À travers ses activités au service du maintien de soi en vie et en santé et le maniement d’un

ensemble d’instruments mobilisés pour pouvoir les conduire, Célestin bâtit de nouveaux

schèmes d’usage et de contrôle de son corps. Il réélabore le sens de ce qu’il vit, il redéfinit ses

priorités et transforme sa présence au monde rendue possible par son travail acharné de

malade.

[…] « je pense que grâce à la maladie, on définit mieux ses priorités… C’est vrai ! On… on

se rend compte plus de ce qui est important dans la vie. Et ça… c’est bien ! […] comme je ne

suis pas en activité […] j’ai compensé cela par le fait que je suis en mesure de profiter

davantage de mes enfants. Quand je travaillais, j’étais en déplacement toute la semaine.
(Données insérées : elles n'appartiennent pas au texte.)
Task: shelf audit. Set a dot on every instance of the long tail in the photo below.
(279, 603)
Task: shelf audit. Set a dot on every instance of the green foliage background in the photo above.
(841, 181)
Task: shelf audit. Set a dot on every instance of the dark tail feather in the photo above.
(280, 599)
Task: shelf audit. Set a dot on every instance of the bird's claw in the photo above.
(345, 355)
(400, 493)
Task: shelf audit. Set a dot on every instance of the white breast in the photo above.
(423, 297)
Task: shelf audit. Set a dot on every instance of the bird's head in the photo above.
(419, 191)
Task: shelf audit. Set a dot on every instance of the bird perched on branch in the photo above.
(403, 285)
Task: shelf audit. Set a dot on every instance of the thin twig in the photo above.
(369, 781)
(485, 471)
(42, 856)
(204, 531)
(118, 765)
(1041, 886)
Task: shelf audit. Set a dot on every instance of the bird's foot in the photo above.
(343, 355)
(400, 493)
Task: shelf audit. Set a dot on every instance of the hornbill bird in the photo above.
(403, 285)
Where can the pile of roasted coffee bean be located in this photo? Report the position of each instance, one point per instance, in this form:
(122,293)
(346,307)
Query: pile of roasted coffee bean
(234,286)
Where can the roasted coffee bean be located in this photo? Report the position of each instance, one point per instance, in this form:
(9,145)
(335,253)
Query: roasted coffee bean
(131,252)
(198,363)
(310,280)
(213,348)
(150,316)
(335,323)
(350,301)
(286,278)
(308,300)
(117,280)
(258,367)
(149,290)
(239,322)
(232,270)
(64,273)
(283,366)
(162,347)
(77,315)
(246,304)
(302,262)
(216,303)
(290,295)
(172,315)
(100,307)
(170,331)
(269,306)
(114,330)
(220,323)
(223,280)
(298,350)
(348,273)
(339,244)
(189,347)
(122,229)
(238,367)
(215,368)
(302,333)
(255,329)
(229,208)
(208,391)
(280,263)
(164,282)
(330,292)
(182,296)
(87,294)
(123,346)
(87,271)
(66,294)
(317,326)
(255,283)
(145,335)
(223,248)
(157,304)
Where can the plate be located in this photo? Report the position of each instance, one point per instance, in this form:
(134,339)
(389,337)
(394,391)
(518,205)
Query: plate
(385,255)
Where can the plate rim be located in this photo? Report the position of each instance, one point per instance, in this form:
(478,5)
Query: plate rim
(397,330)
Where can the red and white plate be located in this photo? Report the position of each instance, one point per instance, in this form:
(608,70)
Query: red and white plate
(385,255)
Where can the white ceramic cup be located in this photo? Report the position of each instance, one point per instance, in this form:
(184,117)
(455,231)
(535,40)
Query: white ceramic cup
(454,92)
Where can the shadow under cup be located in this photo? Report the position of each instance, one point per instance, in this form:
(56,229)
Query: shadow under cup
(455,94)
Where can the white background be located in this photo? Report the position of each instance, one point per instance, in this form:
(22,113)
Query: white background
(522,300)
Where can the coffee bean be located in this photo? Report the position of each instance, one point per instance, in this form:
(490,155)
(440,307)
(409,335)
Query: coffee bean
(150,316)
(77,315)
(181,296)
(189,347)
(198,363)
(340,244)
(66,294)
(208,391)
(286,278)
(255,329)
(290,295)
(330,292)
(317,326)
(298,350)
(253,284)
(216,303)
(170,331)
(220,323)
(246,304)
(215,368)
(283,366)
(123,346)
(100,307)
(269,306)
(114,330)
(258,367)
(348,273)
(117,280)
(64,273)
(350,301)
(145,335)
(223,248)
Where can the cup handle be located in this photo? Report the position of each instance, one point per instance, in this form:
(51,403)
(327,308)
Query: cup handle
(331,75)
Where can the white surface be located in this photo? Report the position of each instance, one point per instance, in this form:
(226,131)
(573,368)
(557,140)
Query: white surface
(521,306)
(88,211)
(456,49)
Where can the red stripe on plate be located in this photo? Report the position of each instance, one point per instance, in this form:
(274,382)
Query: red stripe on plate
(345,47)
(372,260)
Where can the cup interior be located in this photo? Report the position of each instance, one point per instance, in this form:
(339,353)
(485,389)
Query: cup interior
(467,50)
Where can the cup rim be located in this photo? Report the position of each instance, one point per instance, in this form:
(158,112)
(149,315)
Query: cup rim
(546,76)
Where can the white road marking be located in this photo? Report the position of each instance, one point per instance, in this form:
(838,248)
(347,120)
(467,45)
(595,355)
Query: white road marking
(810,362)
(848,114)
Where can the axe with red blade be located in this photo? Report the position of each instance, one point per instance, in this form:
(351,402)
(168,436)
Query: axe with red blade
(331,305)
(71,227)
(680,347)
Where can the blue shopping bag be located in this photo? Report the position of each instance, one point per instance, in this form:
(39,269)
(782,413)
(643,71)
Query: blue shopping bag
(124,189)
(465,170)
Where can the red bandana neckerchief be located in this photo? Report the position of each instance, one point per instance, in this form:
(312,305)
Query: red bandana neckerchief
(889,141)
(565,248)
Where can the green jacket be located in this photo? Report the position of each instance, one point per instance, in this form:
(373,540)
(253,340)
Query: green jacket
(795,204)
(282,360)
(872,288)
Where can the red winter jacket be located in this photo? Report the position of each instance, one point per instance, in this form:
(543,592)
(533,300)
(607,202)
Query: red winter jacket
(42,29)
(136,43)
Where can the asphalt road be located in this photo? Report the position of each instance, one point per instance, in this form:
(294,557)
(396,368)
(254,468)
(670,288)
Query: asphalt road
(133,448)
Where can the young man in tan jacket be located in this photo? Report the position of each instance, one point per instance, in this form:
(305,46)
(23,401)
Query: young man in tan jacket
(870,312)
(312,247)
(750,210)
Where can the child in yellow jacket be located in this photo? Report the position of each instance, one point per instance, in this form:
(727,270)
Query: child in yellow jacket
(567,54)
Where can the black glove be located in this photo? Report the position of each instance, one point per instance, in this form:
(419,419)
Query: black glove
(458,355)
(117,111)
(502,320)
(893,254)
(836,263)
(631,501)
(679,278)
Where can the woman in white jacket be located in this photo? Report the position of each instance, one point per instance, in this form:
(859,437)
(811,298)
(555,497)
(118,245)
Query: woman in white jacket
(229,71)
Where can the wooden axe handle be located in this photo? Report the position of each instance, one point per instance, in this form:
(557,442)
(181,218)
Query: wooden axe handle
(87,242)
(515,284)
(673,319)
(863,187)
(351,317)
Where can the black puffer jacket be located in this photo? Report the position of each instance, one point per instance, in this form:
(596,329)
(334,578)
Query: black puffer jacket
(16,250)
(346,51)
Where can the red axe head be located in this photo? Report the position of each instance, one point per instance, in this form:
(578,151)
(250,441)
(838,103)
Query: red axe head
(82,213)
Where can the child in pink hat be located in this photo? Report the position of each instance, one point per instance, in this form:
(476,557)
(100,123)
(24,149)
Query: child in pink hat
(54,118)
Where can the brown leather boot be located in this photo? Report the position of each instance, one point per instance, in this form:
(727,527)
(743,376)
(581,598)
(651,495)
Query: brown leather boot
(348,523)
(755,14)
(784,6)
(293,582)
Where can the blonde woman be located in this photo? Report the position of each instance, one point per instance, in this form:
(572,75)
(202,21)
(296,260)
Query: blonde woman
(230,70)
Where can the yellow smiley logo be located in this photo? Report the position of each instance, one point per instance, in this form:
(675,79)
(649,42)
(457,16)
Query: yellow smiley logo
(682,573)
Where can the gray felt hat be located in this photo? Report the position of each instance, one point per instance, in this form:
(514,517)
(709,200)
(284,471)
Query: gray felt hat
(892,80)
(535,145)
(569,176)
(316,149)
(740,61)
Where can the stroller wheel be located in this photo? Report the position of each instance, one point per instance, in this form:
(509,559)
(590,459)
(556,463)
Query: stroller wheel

Je

partais le lundi, je rentrais le vendredi […] mes enfants, je les ai vus grandir ! »

Christelle

Le cas de Christelle nous a amenée à classer l’organe « cœur » dans notre catégorie

d’instruments mixtes, même si nous ne sommes pas dans son cas face à la sémiotisation des

sensations du corps, car le cœur est un « élément mixte » avec des frontières peu étanches

entre ses fonctions, et entre les instruments catégorisés dans notre travail comme « concrets »

ou « non concrets ».

Le cœur est un organe vital du corps, et en même temps il s’inscrit dans une culture humaine

qui le charge d’une force symbolique.

Il est à la fois un instrument central du corps qui induit l’organisme à conduire des genèses

instrumentales constantes pour l’utiliser, déployer et potentialiser ses fonctions vitales, et à la

fois, il s’intègre par ses agir aux modes d’usage (schèmes) des autres organes qui sont

dépendants de lui. L’organisme humain vivant fonctionne par des couplages d’activités

multiples assortis de co-dépendances et de stimulations conjointes.

L’organe « cœur » est un artefact de soin, entouré et à l’origine des plateaux techniques

historiquement et culturellement situés d’une part, et il est aussi un traitement de suppléance

prescrit quand il est utilisé pour allonger la vie des personnes atteintes d’insuffisance

cardiaque.

C’est le cas de Christelle qui face à une situation de vie et de mort est entrée dans un

processus de construction et d’appropriation de cet organe comme traitement de suppléance.

Ce traitement chargé de symbolique requiert de sa part comme on va le voir un déploiement

d’activités qui constituent la part personnelle de son travail de sujet malade.